— Если не ошибаюсь, так говорил перед стартом какой-то русский космонавт. — Наше согласие доставляло Анри явное удовольствие. — Так что посещение Диснейленда мы начнем с космического полета.
— Не какой-то, — пробормотала Настя, — первый в мире. Об этом почему-то склонны забывать.
— А что, разве первыми были не американцы?
— Представьте, русские.
— Знаю, знаю, — захохотал Анри. — Это я нарочно. Но только забывают об этом не «почему-то». На то ведь поставлены специальные люди, чтоб забывали. Это и есть, упрощенно говоря, моя профессия. И никто нас не знает — вот что по-настоящему обидно.
— Вам хочется славы? — спросил я его.
— Скорее — любви. — Он посмотрел на меня вчерашним грустным взглядом. — Любви и понимания. Может быть, уважения — называйте это как хотите. Если отбросить все романтические сопли, мы выполняем огромную работу. Да, мы не строим, не копаем, не пилим и не создаем ничего такого, что способно существовать в трех измерениях. — Анри набросал ладонью все три измерения. — Но ведь эти измерения — не более чем иллюзия. На самом же деле, все существует в головах, по преимуществу — не очень умных. Вот там мы и работаем. В определенном смысле проще первым полететь в космос, чем заставить потом забыть, кто именно это сделал. Кто здесь помнит вашего Юрия Гагарина? Отвечаю: никто. Все помнят только американцев и их лунный променад. Мы не способны влиять на факты, да и не пытаемся этого делать. Наша сфера-восприятие фактов. Так что любите меня и не стесняйтесь этого чувства.

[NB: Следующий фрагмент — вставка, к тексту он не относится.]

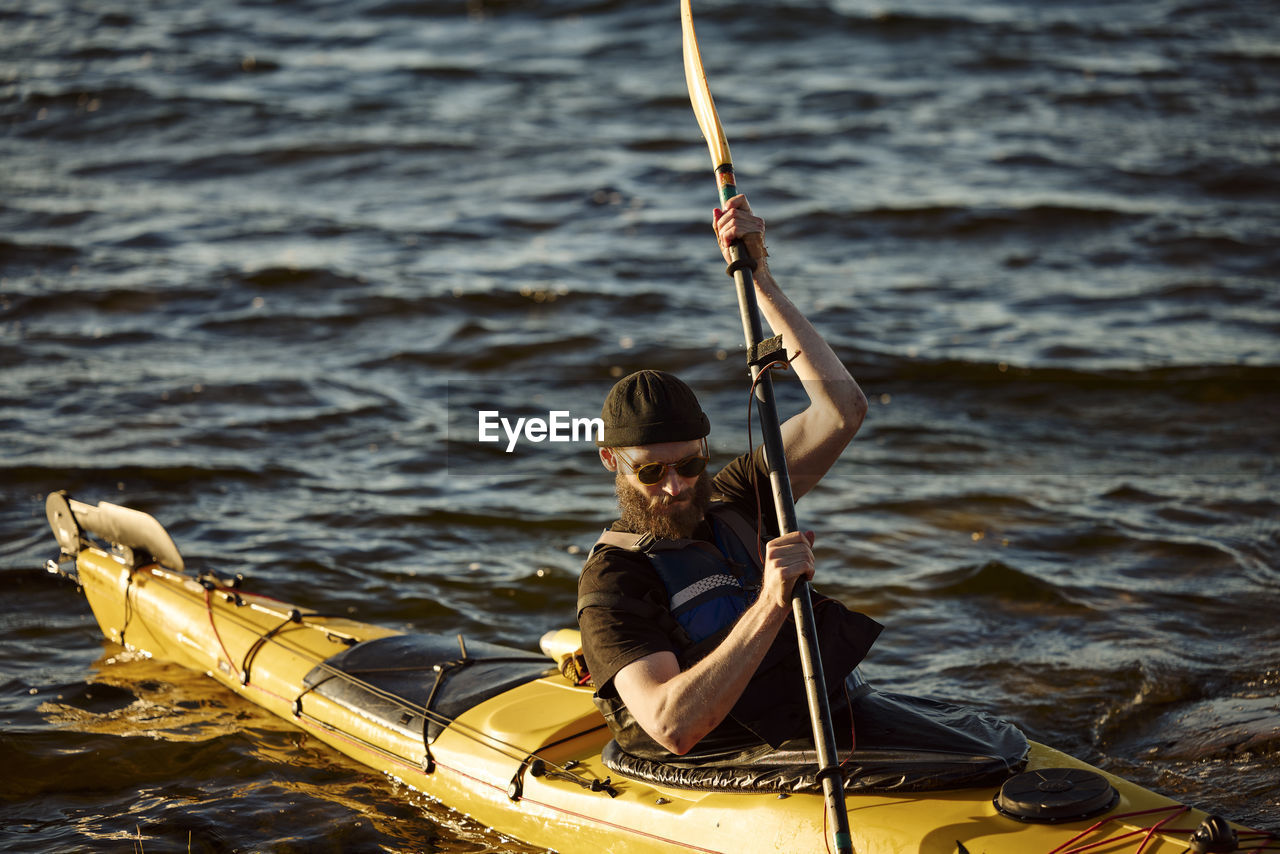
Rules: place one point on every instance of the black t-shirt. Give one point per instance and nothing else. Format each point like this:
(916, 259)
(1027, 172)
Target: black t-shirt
(772, 707)
(613, 639)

Он подмигнул и налил себе еще шампанского.
— За любовь ко мне!
— Очень мило, — Настя явно отвергала шутливый тон. В ее голосе я почувствовал те же интонации, что звучали у нее в разговоре с американским врачом. — Это, знаете ли, даже забавно. Что вы такого замечательного делаете, чтобы пользоваться всеобщей любовью?

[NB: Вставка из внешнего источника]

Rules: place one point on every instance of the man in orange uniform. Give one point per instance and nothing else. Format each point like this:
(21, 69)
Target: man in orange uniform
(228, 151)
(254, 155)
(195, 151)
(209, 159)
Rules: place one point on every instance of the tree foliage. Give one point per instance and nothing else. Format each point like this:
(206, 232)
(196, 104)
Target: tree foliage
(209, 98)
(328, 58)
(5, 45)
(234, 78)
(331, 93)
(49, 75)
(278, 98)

— Я не говорил о всеобщей любви, — холодно ответил Анри, — она мне не нужна. Мне достаточно любви некоторых. Может быть, даже одного. — Он аккуратно сложил нож и вилку на своей тарелке. — Позже я хочу вам рассказать о своих занятиях, и если вы отрешитесь от нескольких предрассудков, то оцените их как… — он с шумом выдохнул сквозь неплотно сжатые губы, — ну, скажем, как искусство для искусства. Я спущусь вниз, чтобы не мешать вам собираться. Жду вас в машине.
Не торопясь он вышел в коридор и, уже открыв входную дверь, остановился.

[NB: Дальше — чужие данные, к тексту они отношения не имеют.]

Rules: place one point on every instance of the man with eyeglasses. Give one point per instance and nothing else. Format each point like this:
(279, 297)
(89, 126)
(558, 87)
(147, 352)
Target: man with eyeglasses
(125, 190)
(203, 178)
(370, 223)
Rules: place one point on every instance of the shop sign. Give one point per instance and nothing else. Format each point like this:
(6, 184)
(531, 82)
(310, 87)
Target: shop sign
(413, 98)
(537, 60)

— Какой мне вроде бы смысл пытаться вам понравиться? А мне этого ужасно хочется. Считайте это моим маленьким сумасшествием.
Чтобы не заставлять себя ждать, мы начали быстро собираться. Я вспомнил, что нам нужно еще поменять марки на франки, и машинально открыл доставленный Анри бумажник. Его содержимое претерпело радикальные изменения. Обычно я выражаю чувства без немых сцен и безмолвных жестов, но тогда я молча принес Насте вывернутый бумажник. Все наши марки были на месте и лежали аккуратно сложенными в одном из отделений бумажника (я так не складываю, крупные купюры у меня всегда отделены от мелких). В другом отделении лежала такая же аккуратная пачка франков, которых мы насчитали десять тысяч.
У подъезда нас ждала та же машина, что и вчера, но шофер был уже другим. Полуприсев на капот, Анри курил трубку.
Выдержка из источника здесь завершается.